Symptom Likely cause Where to look
Provisioning fails at "health probe" hermes gateway crashed during boot /var/log/hermes-gateway.log (tail in start.sh stderr dump)
Every request returns [hermes-agent error 401] API_SERVER_KEY mismatch between processes Inspect /home/agent/.hermes/.env + container env
Every request returns [hermes-agent error 400] Model string unrecognized by hermes-agent docker exec -u agent … hermes model inside the container
[hermes-agent unreachable] Gateway exited post-boot (OOM, crash) /var/log/hermes-gateway.log; may need container restart
Skills disappear between sessions /home/agent/.hermes not volume-mounted Platform-side volume config; see CONFIGURATION.md
Agent ignores provider key Key not forwarded from container env Workspace secrets; see runbooks/saas-secrets.md in monorepo

Future work

  • Streaming: subscribe to /v1/runs/.../events and pipe partial assistant tokens + tool progress into the A2A queue.
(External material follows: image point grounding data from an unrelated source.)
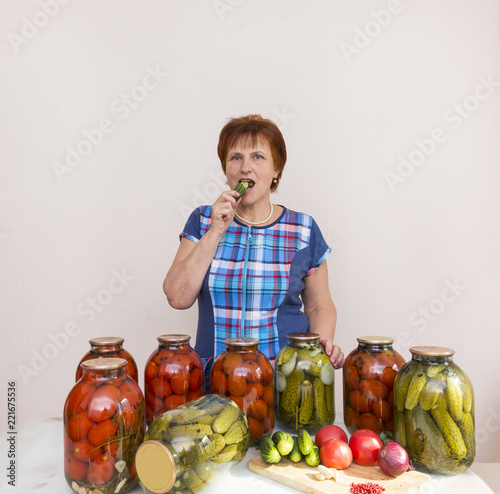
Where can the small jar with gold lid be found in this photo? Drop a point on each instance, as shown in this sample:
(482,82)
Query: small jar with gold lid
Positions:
(109,347)
(189,447)
(434,403)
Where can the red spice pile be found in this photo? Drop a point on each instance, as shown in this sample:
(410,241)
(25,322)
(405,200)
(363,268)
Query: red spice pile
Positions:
(366,488)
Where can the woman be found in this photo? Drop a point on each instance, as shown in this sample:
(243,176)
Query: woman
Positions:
(252,264)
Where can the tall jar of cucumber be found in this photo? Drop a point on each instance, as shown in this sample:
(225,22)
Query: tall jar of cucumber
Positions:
(187,448)
(434,403)
(304,384)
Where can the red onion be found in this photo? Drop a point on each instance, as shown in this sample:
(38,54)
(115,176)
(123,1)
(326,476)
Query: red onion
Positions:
(393,459)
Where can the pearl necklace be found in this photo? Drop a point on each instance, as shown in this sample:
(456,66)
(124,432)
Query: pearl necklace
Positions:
(256,222)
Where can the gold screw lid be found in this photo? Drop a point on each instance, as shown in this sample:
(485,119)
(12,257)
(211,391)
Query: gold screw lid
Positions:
(155,466)
(303,336)
(104,363)
(107,340)
(432,351)
(375,340)
(243,342)
(173,338)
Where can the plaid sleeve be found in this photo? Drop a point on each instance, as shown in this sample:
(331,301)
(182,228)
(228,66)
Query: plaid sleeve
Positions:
(319,248)
(192,228)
  • Session pinning: thread hermes-agent's X-Hermes-Session-Id through the A2A envelope so long conversations keep server-side context when beneficial.
  • hermes config set sync: when canvas Config tab changes the model field, also invoke hermes model <id> so CLI usage inside the workspace's Terminal tab stays in sync.
  • Gateway platforms passthrough: let customers opt their workspace into hermes-agent's Telegram/Discord/Slack platforms without duplicating the config surface.
  • Install pin: once stabilized, replace curl install.sh | bash in the Dockerfile with a pinned commit SHA so a bad upstream release doesn't break builds.